Walkthrough: The Transformer Architecture [Part 2/2] — LessWrong

x

Walkthrough: The Transformer Architecture [Part 2/2] — LessWrong

If you are already sort of familiar with the Transformer, this post can serve as a standalone technical explanation of the architecture. Otherwise, I recommend reading part one to get the gist of what the network is doing.

Yesterday, I left us with two images of the Transformer architecture. These images show us the general flow of data through the network. The first image shows the stack of encoders and decoders in their bubbles, which is the basic outline of the Transformer. The second image shows us the sublayers of the encoder and decoder.

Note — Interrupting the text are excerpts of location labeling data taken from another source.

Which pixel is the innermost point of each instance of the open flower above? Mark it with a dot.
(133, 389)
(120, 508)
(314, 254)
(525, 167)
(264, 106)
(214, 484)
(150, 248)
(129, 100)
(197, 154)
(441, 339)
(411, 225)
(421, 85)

Now, with the picture of how the data moves through the architecture, I will fully explain a forward pass with an example. Keep the general structure in mind as we go through the details, which can be a bit mind-numbing at parts.

The task

The Transformer is well suited for translating sentences between languages. Since I don't speak any language other than English, I have decided to translate between sarcastic sentences and their intended meaning. In the example, I am translating the phrase "Yeah right" to "That's not true." This way all those robots who only understand the literal interpretation of English can simply incorporate a Transformer into their brain and be good to go.

The embedding

Before the sentence "Yeah right" can be fed into the architecture, it needs to take a form that is understood by the network. In order to have the architecture read words, we therefore need embed each word into a vector.

We could just take the size of the vocabulary of the document we are working with, and then one-hot encode each word into a fantastically sparse and long vector. But this approach has two problems:

1. The high dimension that these vectors are in makes them harder to work with.

2. There's no natural interpretation of proximity in this vector space.

Ideally, we want words that are similar to be related in some way when they are embedded into a vector format. For instance, we might want all the fruits {apple, orange, pear} to be close to each other in some cluster, and far enough away from the vehicle cluster {car, motorcycle, truck} to form distinct groups.

To be brief, the way that we do this is to use some word embedding neural network that has already been trained on English sentences.

Positional encoding

After we have obtained a set of word-embedded vectors for each word in our sentence, we still must do some further pre-processing before our neural network is fully able to grasp English sentences. The Transformer doesn't include a default method for analyzing the order of words in a sentence that it is fed. That means that we must somehow add the relative order of words into our embedding.

Order is of course necessary because we don't want the model to mistake "Yeah right" with "Right yeah." A mistake like that could be so catastrophic that we would get the opposite result of what we want from the network.

Before I just show you how positions are encoded, let me first show you the naive way that someone might do it, and how I first thought about it. I thought the picture would somehow look like this.

Here I have displayed the word embedding as the left four entries in the vector, and concatenated it with the position of the word in the sentence. I want to be very clear: this is not the way that it works. I just wanted to show you first the bad first pass approach before telling you the correct one, just to save you the trouble of being confused about why it doesn't work the way you imagined it in your head.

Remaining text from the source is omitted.